Blueberries. These sweet berries contain two compounds that can help lower cholesterol: resveratrol, the same compound found in grapes (and red wine) and pterostilbene, which works in much the same manner as the popular anti-cholesterol drug ciprofibrate. It binds to and activates a cell receptor known as PPAR-alpha, a key component in the body’s ability to reduce cholesterol. Red and purpose grapes, cranberries and lignonberries also contain pterostilbene.
Pomegranate juice. This fruit contains unique compounds thought to help reduce cholesterol synthesis in the liver and to inhibit cholesterol synthesis in the “foamy” immune cells that create artery-blocking plaque. Check the label to make sure you’re drinking pure pomegranate juice and not a mixture of juices that contains added sugar. Six ounces a day is recommended. Check with your doctor first if you are taking blood thinners or ACE inhibitors.

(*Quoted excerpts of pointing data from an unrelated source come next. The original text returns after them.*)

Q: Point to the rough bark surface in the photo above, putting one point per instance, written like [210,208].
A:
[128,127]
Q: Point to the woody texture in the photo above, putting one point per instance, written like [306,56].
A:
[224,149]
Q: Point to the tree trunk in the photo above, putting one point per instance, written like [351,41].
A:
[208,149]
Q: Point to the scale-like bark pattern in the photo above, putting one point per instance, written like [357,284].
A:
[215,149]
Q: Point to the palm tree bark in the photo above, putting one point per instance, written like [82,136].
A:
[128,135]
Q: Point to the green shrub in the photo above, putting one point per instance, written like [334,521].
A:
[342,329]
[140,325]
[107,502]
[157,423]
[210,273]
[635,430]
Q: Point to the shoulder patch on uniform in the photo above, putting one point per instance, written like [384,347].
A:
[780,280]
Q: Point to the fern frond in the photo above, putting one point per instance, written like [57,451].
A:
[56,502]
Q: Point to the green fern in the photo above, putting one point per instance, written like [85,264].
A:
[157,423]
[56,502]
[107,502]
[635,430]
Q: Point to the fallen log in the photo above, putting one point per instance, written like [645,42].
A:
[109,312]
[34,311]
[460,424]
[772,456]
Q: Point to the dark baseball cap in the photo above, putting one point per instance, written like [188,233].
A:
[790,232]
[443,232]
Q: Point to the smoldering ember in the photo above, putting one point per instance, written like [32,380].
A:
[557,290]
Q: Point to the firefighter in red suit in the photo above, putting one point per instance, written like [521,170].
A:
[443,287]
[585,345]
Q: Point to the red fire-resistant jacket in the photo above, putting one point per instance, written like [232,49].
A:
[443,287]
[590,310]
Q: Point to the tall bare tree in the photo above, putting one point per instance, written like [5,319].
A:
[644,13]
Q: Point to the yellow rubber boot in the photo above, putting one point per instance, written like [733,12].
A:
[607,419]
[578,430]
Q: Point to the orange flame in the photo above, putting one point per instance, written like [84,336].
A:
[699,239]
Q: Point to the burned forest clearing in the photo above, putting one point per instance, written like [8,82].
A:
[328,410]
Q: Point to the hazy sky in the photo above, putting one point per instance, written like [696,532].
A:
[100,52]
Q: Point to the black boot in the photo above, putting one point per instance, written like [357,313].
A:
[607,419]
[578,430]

Salmon or other fatty fish. The omega-3 fatty acids in salmon and other fatty fish can raise HDL levels and reduce triglyceride levels by 20 to 50 percent. Omega-3 fatty acids also decrease V-LDL and increase the size of LDL particles, making them more buoyant and less likely to stick to blood vessel walls. Enjoy at least three servings per week; fish with high omega-3s include mackerel, sardines, lake trout, herring, halibut. Fried fish doesn’t count.
Olive oil. Instead of butter and other saturated fats, use olive oil, which is mostly monounsaturated fat. This can significantly reduce LDL cholesterol and raise HDL. Extra virgin olive oil can give you additional heart protection, but don’t use it for frying—it’s best added after foods are cooked. Other foods with monounsaturated fats: avocadoes, canola and peanut oil, nuts and sesame seeds.
Nuts. Walnuts, almonds and other nuts can reduce blood cholesterol. Just make sure the nuts you eat aren’t salted or coated with sugar. All nuts are high in calories, so limit yourself to a handful—10 or 12 almonds. To avoid gaining weight, use nuts instead of fatty, high-calorie foods like cheese, meat or croutons.